Think about any measurement you make. Go grab a ruler. Which is more accurate? Writing 10cm or 10cm ± 1cm? It's clearly the latter, right? But this isn't so different than writing something like U(9cm,11cm) or N(10cm,0.6cm). In fact, you'd be even more correct if you wrote down your answer distributionally![1] It gives us much more information!
So honestly I'd love to see a cultural shift in our nerd world. For more appreciation of probabilities and randomness. While motivated by being more right it opens the door to a lot of new and powerful ways of thinking. You have to constantly be guessing your confidence levels and challenging yourself. You no longer can read data as absolute and instead read it as existing with noise. You no longer take measurements with absolute confidence because you will be forced to understand that every measurement is a proxy for what you want to measure. These concepts are paradigm shifting in how one thinks about the world. They will help you be more right, they will help you solve greater challenges, and at the end of the day, when people are on the same page it makes it easier to communicate. Because it no longer is about being right or wrong, it is about being more or less right. You're always wrong to some degree, so it never really hurts when someone points out something you hadn't considered. There's no ego to protect, just updating your priors. Okay, maybe that last one is a little too far lol. But I absolutely love this space and I just want to share that with others. There's just a lot of mind opening stuff to be learned from this (and other) math field, especially as you get into metric theory. Even if you never run the numbers or write the equations, there are still really powerful lessons to learn that can be used in your day to day life. Math, at the end of the day, is about abstraction and representation. As programmers, I think we've all experienced how powerful these tools are.

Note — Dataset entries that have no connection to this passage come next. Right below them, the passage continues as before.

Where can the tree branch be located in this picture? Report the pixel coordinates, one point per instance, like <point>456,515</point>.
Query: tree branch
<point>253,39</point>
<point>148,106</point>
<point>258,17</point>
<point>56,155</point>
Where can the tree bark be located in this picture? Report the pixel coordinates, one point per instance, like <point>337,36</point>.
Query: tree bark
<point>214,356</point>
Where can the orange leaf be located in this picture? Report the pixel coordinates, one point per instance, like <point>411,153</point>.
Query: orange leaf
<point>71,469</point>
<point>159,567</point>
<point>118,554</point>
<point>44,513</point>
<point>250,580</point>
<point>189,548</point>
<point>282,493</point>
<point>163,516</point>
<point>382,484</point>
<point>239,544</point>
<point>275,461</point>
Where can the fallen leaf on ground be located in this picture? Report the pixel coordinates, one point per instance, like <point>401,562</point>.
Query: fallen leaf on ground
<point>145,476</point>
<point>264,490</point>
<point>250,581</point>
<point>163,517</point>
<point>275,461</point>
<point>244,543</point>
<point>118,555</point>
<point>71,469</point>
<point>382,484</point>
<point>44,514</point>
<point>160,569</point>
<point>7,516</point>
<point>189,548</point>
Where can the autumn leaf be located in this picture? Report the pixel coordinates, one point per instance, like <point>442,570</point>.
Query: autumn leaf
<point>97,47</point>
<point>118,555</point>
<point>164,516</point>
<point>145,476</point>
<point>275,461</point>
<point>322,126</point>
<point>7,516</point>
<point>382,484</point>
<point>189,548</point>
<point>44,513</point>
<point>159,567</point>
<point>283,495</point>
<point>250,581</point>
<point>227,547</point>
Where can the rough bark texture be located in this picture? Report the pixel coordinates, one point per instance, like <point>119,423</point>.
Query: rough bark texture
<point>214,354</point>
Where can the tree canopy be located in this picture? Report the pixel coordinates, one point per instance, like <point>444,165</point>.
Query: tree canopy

[0] https://en.wikipedia.org/wiki/Significant_figures
[1] Technically 10cm ± 1cm is going to be Uniform(9cm,11cm) but realistically that variance isn't going to be uniformly distributed and much more likely to be normal-like. You definitely have a bias towards the actual mark, right?! (Usually we understand ± through context. I'm not trying to be super precise here and instead focusing on the big picture. Please dig in more if you're interested and please leave more nuance if you want to expand on this, but let's also make sure big picture is understood before we add complexity :)
Obligatory 3Blue1Brown reference
Edit: OP confirms there's no AI-generated code, so do ignore me.

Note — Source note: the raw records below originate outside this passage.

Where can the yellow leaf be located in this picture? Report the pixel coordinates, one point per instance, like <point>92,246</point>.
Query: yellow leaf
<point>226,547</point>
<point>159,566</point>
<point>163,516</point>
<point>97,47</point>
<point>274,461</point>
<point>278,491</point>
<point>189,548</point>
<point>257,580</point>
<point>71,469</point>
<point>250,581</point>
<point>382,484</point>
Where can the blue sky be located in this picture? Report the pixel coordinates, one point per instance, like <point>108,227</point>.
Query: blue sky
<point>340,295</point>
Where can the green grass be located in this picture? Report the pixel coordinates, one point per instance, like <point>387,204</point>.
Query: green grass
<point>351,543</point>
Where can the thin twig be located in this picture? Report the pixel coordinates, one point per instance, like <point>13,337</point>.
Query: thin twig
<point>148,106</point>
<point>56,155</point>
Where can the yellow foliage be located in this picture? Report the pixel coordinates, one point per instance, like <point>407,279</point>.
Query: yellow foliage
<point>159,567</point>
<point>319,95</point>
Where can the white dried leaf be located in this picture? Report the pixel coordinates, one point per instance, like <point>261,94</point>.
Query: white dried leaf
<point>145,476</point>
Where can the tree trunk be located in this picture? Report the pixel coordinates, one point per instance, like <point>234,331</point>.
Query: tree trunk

The code style - and in particular the *comments - indicate most of the code was written by AI. My apologies if you are not trying to hide this fact, but it seems like common decency to label that you're heavily using AI?

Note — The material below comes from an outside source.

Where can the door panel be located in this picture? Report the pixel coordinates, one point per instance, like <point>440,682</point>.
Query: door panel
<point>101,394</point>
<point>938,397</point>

*Comments like this: "# Anonymous function"
[dead]
There is an analogue of the CLT for extreme values. The Fisher–Tippett–Gnedenko theorem is the extreme-values analogue of the CLT: if the properly normalized maximum of an i.i.d. sample converges, it must be Gumbel, Fréchet, or Weibull—unified as the Generalized Extreme Value distribution. Unlike the CLT, whose assumptions (in my experience) rarely hold in practice, this result is extremely general and underpins methods like wavelet thresholding and signal denoising—easy to demonstrate with a quick simulation.